As well as assuring future markets and contracts for foreign companies, World Bank involvement in agriculture is also greatly deepening Nigeria‘s indebtedness – and strengthening the hold of international financial institutions. Between 1975 and 1983 the World Bank lent $1.2 billion toward the ADPs; talks are in progress for an additional $172 million loan to finance the ADPs in eight southern states, and another $75 million for an ADP in Borno state. On top of a $250 million loan for fertilizer imports since 1983, a $50 million loan is being negotiated for an afforestation program and for timber plantations, as well as an $85 million loan for livestock projects.

Foreign involvement in Nigerian agriculture is undoubtedly accelerating. The climate for foreign investment is becoming more amenable as the Nigerian economy is restructured under the watchful eye of the IMF, World Bank and international banks despite the lack of a formal agreement. Bureaucratic obstacles to foreign investment still persist-earlier this year five U.S. agribusiness investments were reported to be held up by delays in securing import licenses-but the overall trend is clear. As well as through consulting and joint participation in state projects common in the 1970s, multinationals are beginning to invest in their own agricultural ventures; in some cases this marks a return to activities quickly abandoned after independence. Supplying and distributing for World Bank-backed ADPs and other state projects are other lucrative fields for foreign companies. Even if agribusiness is not immediately profitable, many foreign companies feel it is important to keep or gain a stake in Nigeria, so as to be in a position to take advantage of the country’s huge potential market-Nigeria holds one in four of sub-Saharan Africa’s population.

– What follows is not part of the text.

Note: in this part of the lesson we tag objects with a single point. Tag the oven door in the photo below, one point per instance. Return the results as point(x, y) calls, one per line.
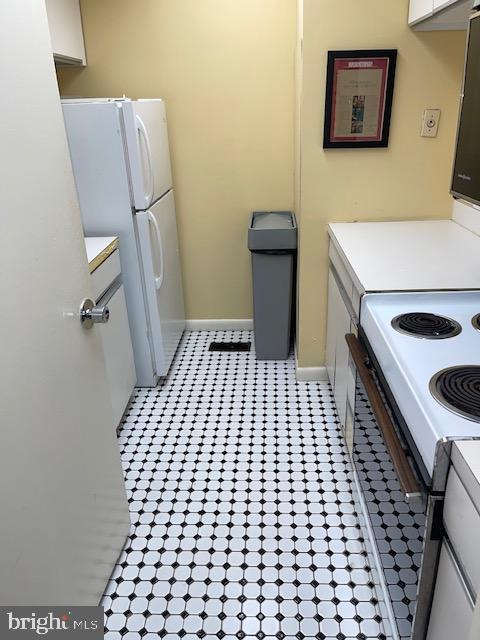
point(391, 498)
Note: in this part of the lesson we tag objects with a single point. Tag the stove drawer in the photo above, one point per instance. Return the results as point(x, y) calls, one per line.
point(462, 523)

The full consequences of the new commercial agriculture for Nigeria‘s peasant population-still responsible for by far the bulk of the country’s agricultural production-remain unclear. Already some of the serious side effects of irrigation projects have been seen. Other schemes, like the World Bank-backed ADPs, are superficially less disruptive; but these are forcing peasant communities to depend on foreign imports and a cash economy. Rural differentiation also is heightened, as it is often richer peasants – so-called “progressive farmers”-who benefit most from the schemes. The development of both foreign and Nigerian agribusiness has already forced many peasant farmers from their land and converted many to “outgrowers.” But this has yet to reach major proportions and there are grounds for some optimism in the way peasants have resisted such developments. Peasant farmers are becoming less easily coerced into parting with their lands, and often hold out for compensation with some success. Both Nigerian entrepreneurs and foreign agribusiness are finding that they cannot afford to alienate local peasant communities, on whom they often depend for labor; and they are wary of provoking public opprobrium. Peasant farmers themselves provide the strongest guarantee that the dominance of agribusiness in rural Nigeria is by no means a foregone conclusion- despite the efforts of the government and international agencies to promote it.